Mercredi, 10h00. Il me prend une envie de Pâtes fraiches aux épinards. Ça tombe bien, il n’y a pas de restes dans le frigo pour le déjeuner.
Par contre des épinards à foison, qui ne demandent qu’à être mangés ça oui. Ok, elle est où cette machine à pâtes que je n’ai pas sorti des placards depuis 4 ans ? Enfin si, elle a vu du pays avec nos 2 déménagements, mais tâter du pâton, ah ça non ma bonne dame. Tiens, en fait le carton n’était pas remisé à la cave, il est juste là, à portée de mains. Une aubaine Ghislaine.

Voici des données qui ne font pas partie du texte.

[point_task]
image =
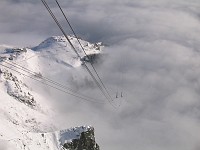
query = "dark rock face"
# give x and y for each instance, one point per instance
(85, 142)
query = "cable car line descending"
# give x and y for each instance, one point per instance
(83, 48)
(60, 27)
(49, 85)
(48, 80)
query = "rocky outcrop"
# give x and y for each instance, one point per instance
(86, 141)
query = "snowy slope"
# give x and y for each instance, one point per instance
(26, 119)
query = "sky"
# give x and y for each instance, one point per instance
(153, 49)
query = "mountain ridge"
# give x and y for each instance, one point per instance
(26, 119)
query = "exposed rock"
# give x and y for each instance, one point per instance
(86, 141)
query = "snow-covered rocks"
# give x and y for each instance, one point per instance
(25, 115)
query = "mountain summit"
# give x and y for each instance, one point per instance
(26, 117)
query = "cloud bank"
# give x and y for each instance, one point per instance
(153, 57)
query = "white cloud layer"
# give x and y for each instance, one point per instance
(153, 57)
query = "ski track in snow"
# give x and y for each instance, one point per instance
(26, 122)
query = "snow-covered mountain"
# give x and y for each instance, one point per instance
(25, 114)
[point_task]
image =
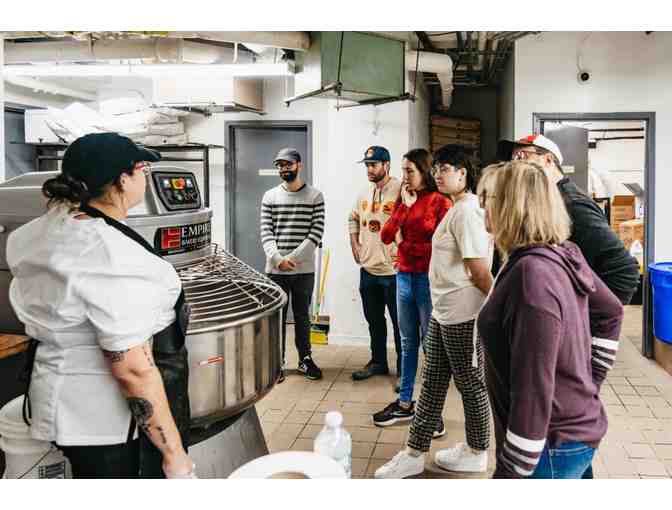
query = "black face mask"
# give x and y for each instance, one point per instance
(288, 176)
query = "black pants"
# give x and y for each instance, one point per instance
(299, 289)
(377, 293)
(107, 461)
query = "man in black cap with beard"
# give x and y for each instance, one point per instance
(377, 283)
(292, 224)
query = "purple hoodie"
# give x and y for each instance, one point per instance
(550, 331)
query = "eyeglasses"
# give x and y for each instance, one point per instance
(441, 169)
(521, 155)
(483, 198)
(144, 166)
(281, 165)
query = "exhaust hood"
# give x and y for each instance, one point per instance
(353, 66)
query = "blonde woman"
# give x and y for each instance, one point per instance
(550, 332)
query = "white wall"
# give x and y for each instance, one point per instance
(623, 159)
(2, 110)
(339, 140)
(506, 105)
(631, 72)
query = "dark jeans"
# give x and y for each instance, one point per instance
(299, 290)
(107, 461)
(569, 460)
(377, 293)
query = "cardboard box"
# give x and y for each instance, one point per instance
(630, 231)
(622, 209)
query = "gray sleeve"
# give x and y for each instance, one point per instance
(314, 238)
(268, 241)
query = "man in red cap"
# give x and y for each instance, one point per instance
(602, 248)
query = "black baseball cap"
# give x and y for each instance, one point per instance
(375, 154)
(288, 154)
(98, 159)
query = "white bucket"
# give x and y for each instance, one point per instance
(291, 465)
(26, 457)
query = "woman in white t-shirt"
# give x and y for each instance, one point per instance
(460, 280)
(93, 297)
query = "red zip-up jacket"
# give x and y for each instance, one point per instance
(417, 225)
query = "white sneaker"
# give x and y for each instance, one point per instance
(462, 458)
(402, 465)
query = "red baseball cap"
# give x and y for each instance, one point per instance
(506, 147)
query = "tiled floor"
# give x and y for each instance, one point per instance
(637, 395)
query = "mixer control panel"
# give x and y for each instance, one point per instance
(177, 191)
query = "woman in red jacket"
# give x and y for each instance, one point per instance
(418, 211)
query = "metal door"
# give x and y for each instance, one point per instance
(573, 143)
(252, 149)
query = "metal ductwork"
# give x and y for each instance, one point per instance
(438, 63)
(297, 41)
(158, 50)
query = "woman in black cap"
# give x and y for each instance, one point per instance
(107, 317)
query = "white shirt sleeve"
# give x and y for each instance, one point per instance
(124, 298)
(469, 231)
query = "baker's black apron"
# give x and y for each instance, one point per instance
(170, 357)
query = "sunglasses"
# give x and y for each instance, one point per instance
(281, 165)
(144, 166)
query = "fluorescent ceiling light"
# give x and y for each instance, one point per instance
(152, 70)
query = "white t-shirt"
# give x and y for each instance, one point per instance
(80, 286)
(460, 235)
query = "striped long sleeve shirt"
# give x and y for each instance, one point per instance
(292, 225)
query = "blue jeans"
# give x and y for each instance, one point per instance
(569, 460)
(414, 307)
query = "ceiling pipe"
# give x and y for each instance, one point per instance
(297, 41)
(441, 65)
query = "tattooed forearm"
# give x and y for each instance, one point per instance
(114, 356)
(142, 410)
(148, 354)
(163, 435)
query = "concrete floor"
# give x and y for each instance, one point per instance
(637, 395)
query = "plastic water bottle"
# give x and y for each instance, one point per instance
(335, 442)
(637, 251)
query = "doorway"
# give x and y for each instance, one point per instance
(250, 173)
(613, 155)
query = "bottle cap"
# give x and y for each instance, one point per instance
(333, 419)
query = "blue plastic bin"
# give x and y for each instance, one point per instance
(661, 283)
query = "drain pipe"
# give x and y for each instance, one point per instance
(438, 63)
(2, 108)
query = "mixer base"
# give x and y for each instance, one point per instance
(223, 453)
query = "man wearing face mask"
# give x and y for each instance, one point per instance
(292, 224)
(377, 285)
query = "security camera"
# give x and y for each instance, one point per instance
(583, 77)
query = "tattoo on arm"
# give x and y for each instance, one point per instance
(142, 410)
(148, 354)
(163, 435)
(114, 356)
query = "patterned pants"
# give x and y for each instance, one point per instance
(448, 352)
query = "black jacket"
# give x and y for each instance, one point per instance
(601, 247)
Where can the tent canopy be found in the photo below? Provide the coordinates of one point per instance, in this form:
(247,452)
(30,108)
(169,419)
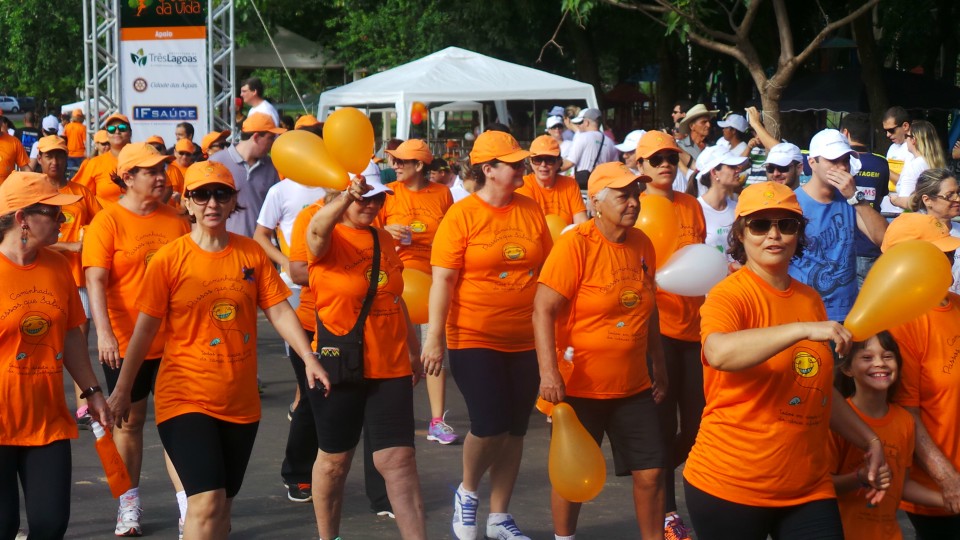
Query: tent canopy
(297,51)
(453,74)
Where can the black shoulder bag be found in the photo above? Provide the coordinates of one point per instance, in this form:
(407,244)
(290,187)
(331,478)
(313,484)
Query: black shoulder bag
(342,356)
(584,176)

Bon, ça devrait se faire tout seul. Je colle quand même les pitous devant leur machine à pâtes -à modeler-. Je garde un œil sur leurs bricolages et ferme l’autre devant la montagne de miettes qu’ils arrivent à disperser en si peu de temps. Épinards tchek, pâton tchek, vaisselle tchek, pétard ça va vachement plus vite que ce que j’imaginais. J’suis large en fait.
« Vous voulez voir les pâtes qui sortent de la machine ? ». « Ouiiii », « nooon ». Mini-Châtaigne trépigne devant la machine qui avale doucement les petites boules de pâte. 11h20 « Ça y est ça sort ! ». Allez, c’est parti mon kiki. Tiens, ma pâte à l’air d’être un peu collante. J’aurais peut-être mieux fait de choisir des macaronis plutôt que des bucatinis #lideedusiecle. La nana qui aime bien se compliquer la vie.
11h22. « Je peux faire ? Je peux monter sur le tabouret ? Pourquoi ça colle ? Pourquoi ça va pas plus vite ? Je peux monter sur le tabouret ? Pitou ! y a les pâtes qui sortent ! Je peux monter sur le tabouret ? Pourquoi tu mets de la farine ? » Maman est un peu sur les nerfs, parce que de toute évidence, elle n’a pas mis assez de farine dans sa pâte à pâtes. Je tente de sauver les meubles tant bien que mal parce que la recette, il n’y en a qu’une c’est bien celle-là.
11h45. Quoi ? 11h45 ? Il reste un chouïa de pâte au fond de la machine, tant pis. Il y en a bien assez pour nous trois. Ma patience est à bout. Hop hop hop, de l’eau dans la casserole et je lance la cuisson qui elle, est carrément rapide. Je goutte. Oh yeah ! Trop bon ! Moelleuses, rebondies, savoureuses, c’est des pâtes de compet’ !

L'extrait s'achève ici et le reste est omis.